Liat’s research and activism illustrate the vital need to foreground disability justice in our efforts to end violence. Liat points out that this kind of work produces a richer and more critical understanding of interdependency, one that neither romanticizes community nor enshrines individualism.

In the conversation, Cathy and Liat discuss how community building and mutual aid have shifted during the COVID-19 pandemic and what that means for a post-pandemic future. They also discuss why learning to see one’s identities as political rather than descriptive is so crucial for movement building and why creating a world beyond containment, confinement, and segregation is how Liat imagines otherwise.

Guest: Liat Ben-Moshe

Liat Ben-Moshe is an interdisciplinary scholar-activist working at the intersection of disability/madness, incarceration/decarceration, and abolition, as well as an associate professor of criminology, law and justice at the University of Illinois at Chicago.

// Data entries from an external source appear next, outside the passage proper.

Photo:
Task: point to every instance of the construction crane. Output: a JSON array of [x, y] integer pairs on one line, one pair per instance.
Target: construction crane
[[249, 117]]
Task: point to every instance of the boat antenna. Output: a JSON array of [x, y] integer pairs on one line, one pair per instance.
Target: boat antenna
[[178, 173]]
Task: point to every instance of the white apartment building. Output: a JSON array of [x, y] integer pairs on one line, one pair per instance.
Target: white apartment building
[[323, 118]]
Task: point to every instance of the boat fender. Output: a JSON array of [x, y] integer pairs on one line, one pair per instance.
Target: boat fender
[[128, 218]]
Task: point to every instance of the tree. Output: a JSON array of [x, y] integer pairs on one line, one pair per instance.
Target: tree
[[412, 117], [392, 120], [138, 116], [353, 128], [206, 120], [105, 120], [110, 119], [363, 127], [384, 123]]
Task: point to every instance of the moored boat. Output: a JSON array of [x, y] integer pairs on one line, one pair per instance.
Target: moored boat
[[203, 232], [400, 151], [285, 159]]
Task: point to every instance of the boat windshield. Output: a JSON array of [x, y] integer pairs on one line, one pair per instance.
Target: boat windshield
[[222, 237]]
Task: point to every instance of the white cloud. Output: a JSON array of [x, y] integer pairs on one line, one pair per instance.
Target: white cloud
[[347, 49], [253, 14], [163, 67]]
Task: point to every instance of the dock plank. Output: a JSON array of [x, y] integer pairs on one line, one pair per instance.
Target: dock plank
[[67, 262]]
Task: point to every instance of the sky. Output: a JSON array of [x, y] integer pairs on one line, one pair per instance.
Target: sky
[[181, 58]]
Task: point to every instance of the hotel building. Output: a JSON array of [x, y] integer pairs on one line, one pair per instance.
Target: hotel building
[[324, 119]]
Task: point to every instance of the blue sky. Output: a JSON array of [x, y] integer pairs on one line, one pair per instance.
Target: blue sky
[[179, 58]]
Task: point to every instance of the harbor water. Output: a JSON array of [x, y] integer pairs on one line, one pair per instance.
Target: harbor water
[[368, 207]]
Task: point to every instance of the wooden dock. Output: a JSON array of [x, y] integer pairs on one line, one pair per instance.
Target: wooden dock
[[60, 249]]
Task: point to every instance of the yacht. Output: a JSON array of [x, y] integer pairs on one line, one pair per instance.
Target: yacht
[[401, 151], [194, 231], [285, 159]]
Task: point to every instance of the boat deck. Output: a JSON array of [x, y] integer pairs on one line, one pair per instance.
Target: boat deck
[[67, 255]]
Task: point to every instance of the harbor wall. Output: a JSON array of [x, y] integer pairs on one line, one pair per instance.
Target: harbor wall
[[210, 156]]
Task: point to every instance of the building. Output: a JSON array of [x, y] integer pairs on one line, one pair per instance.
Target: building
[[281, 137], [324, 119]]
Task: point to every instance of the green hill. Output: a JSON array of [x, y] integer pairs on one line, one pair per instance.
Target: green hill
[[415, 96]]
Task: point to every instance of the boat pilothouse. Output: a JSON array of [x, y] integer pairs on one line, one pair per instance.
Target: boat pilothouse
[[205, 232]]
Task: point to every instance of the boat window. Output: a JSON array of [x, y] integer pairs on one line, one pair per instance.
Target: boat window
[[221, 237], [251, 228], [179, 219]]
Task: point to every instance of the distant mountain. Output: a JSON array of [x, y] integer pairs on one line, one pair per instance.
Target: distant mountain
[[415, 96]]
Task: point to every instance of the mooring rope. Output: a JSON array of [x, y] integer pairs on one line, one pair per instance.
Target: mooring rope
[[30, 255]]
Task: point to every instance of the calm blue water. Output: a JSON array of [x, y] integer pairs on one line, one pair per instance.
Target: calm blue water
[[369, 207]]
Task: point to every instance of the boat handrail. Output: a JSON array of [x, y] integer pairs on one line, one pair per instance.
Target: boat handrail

She is a disability and mad studies missionary committed to intersectional analysis and pedagogy.

Liat is the author of Decarcerating Disability: Deinstitutionalization and Prison Abolition (University of Minnesota Press, 2020) and co-editor (with Allison Carey and Chris Chapman) of Disability Incarcerated: Imprisonment and Disability in the United States and Canada (Palgrave Macmillan, 2014).

Episode themes

  • Critically examining and redefining community
  • Disability as political identity
  • Intersections of prison abolition and disability justice
  • Building a non-carceral world
Liat Ben-Moshe wearing a blue short and teal earrings. Quote reads: My fight is for an non-carceral world, which means abolishing the whole logic that we need to contain, confine, and segregate people. To abolish carceral logic, you need to abolish the systems of oppression that construct that logic.
Liat Ben-Moshe wearing a blue shirt and teal earrings. Quote reads: In the shadows of capitalism and nationalism came a different understanding of what we need: mutual aid processes, reliance on each other, interdependence, new relations. I hope we keep and cultivate them beyond the pandemic.

Transcript

Click to read the transcript

Cathy Hannabach:  

Welcome to Imagine Otherwise, the podcast about the people and projects bridging art, activism, and academia to build better worlds. Episodes offer in-depth interviews with creators who use culture for social justice and explore the nitty-gritty work of imagining otherwise.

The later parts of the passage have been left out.